Subject: Re: Setting wording for bit manipulation for non-binary hardware
From: Jason McKesson (jmckesson_at_[hidden])
Date: 2021-03-07 09:26:06
On Sun, Mar 7, 2021 at 4:14 AM Andrey Semashev via Std-Discussion
> On 3/6/21 10:34 PM, Jason McKesson via Std-Discussion wrote:
> > On Sat, Mar 6, 2021 at 12:55 PM Vishal Oza via Std-Discussion
> > <std-discussion_at_[hidden]> wrote:
> >> I was thinking of making the bit and bitset libraries as well bit manipulation operators with the exception of endian and possibly left and right bitshift to undefined behavior if the base is not 2 in hardware.
> > Um, what exactly does that mean?
> > Here's what I mean. If you have the number 15, and you do a
> > binary-left-shift it by 2, the number you get is 30. It *does not
> > matter* how the hardware implements this. So long as `30 == 15 << 2`
> > is true, the implementation is doing its job.
> > Similarly, if you have the number 15, and you do a bitwise-and with 2,
> > you get the number 13. Again, how the hardware does this is
> > irrelevant; the implementation's job is to make the math work out.
> Bit manipulation operators affect bit representation of a number, the
> resulting value is a consequence of that. In that sense, before we
> mandated two's complement representation, applying bit operators to
> signed integers would yield implementation-dependent numbers, although
> the effect on bit representation (with some restrictions) was well defined.
Bitwise operations on signed integers, pre-twos complement, were
defined so long as the source integers were positive and the resulting
value could be stored in a signed integer of that type.

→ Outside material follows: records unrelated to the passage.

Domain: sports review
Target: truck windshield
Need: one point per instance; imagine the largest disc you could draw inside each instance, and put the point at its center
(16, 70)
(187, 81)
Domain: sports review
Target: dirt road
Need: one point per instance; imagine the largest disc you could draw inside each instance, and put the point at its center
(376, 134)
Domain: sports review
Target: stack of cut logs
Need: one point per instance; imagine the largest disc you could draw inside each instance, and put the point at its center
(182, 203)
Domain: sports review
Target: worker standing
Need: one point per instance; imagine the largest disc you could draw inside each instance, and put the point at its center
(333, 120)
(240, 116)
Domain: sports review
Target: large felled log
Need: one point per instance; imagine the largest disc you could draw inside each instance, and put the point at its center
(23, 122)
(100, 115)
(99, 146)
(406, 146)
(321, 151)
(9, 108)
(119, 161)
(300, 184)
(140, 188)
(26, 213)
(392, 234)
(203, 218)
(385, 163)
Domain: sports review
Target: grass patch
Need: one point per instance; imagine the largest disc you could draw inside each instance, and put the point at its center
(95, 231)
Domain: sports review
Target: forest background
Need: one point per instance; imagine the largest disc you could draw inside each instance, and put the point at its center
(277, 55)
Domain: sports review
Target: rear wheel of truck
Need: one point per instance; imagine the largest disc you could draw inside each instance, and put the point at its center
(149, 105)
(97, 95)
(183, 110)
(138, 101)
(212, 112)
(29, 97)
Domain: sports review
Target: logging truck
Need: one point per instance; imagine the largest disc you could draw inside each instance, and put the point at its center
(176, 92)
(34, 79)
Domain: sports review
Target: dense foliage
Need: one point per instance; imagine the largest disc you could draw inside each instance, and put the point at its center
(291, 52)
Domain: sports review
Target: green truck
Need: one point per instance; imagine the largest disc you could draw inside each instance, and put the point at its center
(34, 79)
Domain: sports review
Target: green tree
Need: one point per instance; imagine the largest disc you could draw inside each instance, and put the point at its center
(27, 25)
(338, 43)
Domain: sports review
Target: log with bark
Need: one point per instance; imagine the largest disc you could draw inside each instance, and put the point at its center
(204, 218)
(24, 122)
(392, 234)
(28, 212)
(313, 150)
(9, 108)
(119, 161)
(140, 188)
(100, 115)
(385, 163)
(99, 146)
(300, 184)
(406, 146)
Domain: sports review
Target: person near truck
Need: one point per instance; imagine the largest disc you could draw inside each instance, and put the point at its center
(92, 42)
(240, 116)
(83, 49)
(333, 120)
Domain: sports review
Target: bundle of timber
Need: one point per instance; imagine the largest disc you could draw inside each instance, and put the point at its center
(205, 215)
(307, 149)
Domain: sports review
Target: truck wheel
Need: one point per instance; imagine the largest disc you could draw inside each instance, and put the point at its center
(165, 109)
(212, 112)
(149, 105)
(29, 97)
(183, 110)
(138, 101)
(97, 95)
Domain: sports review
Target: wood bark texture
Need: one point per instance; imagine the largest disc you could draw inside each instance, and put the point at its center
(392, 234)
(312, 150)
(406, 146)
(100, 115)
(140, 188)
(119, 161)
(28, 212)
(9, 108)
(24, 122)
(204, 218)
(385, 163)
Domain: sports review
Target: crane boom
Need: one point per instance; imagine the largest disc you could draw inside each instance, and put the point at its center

Also, don't forget that a specification describes behavior, not
implementation. How the implementation does it is irrelevant as long
as it comes up with the right answer. Even defining signed integers as
twos complement is all about behavior: what happens when you convert a
signed integer to unsigned and vice-versa. You can implement that
behavior without using twos complement in the actual hardware. It'd be
complicated, yes, but you can do it.